Reset calibration_metadata.yml before saving the initial calibration metadata
There was a reported issue for multiple dark processing that the second dark request for AGIPD fails.
I faced the same issue last days while testing for our next deployment for LPD, DSSC and AGIPD.
Description
When there is a dark request we create a new calibration_metadata.yml file. At the end of DSSC, LPD and AGIPD dark processing a key for modules-mapping
is added by Overallmodules_darks_summary notebook.
After reprocessing again the same run using the same out-folder the calibration_metadata.yml file is not created properly.
https://git.xfel.eu/detectors/pycalibration/-/blob/master/src/xfel_calibrate/calibrate.py#L659
I don't really understand why this issue happening even though we are using "w"
while create the yml file.
https://git.xfel.eu/detectors/pycalibration/-/blob/master/src/cal_tools/tools.py#L794
This is just a fix to reset the file and save the empty initialized dict before saving the metadata from calibrate.py
. Until I understand more why this happens.
How Has This Been Tested?
Relevant Documents (optional)
I have added the malformed yml files.
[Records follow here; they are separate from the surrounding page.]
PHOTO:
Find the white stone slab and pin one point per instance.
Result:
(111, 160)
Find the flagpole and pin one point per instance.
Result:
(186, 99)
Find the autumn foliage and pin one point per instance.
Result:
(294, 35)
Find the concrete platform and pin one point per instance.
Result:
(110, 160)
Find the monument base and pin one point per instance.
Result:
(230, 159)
Line 84 is the line with the issue.
Types of changes
Checklist:
-
Add a comment pointing to this discussion before merging
Reviewers
Merge request reports
Activity
So basically any dark request pointing to a an out_folder with previous dark processing should do
This is the one that I was using.
xfel-calibrate AGIPD DARK --out-folder /gpfs/exfel/data/scratch/ahmedk/test/deployed_3.5.0a1/HED_DET_AGIPD500K2G/HED_DET_AGIPD500K2G-DARK-ADAPTIVE --in-folder /gpfs/exfel/exp/HED/202131/p900228/raw --run-high 25 --run-med 26 --run-low 27 --sequences 1 --karabo-id-control HED_EXP_AGIPD500K2G --karabo-da-control AGIPD500K2G00 --karabo-id HED_DET_AGIPD500K2G --slurm-mem 750 --h5path-ctrl '/CONTROL/{}/MDL/FPGA_COMP' --report-to HED_DET_AGIPD500K2G-DARK-ADAPTIVE_220210_135604 --slurm-name HED_DET_AGIPD500K2G-DARK-ADAPTIVE
And you can see the slurm logs for the runs that were reported on xcal temp.
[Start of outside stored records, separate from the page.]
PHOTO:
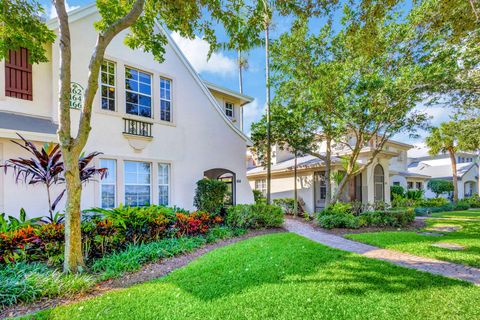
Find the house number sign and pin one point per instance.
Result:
(76, 96)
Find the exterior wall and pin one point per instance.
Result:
(198, 138)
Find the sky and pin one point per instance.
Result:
(222, 69)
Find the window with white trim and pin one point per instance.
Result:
(165, 99)
(108, 186)
(107, 85)
(163, 183)
(138, 92)
(229, 109)
(137, 183)
(261, 185)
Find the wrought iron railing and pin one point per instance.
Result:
(137, 128)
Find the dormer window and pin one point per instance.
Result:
(18, 75)
(229, 109)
/home/xcal/deployments/development/git.xfel.eu/detectors/pycalibration/current/temp/slurm_out_AGIPD_DARK_t220210_122248
/home/xcal/deployments/development/git.xfel.eu/detectors/pycalibration/current/temp/slurm_out_AGIPD_DARK_t220209_184136
Edited by Karim Ahmed
- Resolved by Karim Ahmed
I managed to reproduce this once, then I started fiddling with the code to figure out what might be happening, and it disappeared. I tried resetting back to the code in master, and so far it still doesn't want to happen again.
I'm almost wondering if this is somehow an issue in GPFS - if the file contents and the metadata telling it what size it is get out of sync. I can't imagine it would go wrong on something as simple as truncating and overwriting a file, but I also can't see how it could happen if the filesystem was working properly.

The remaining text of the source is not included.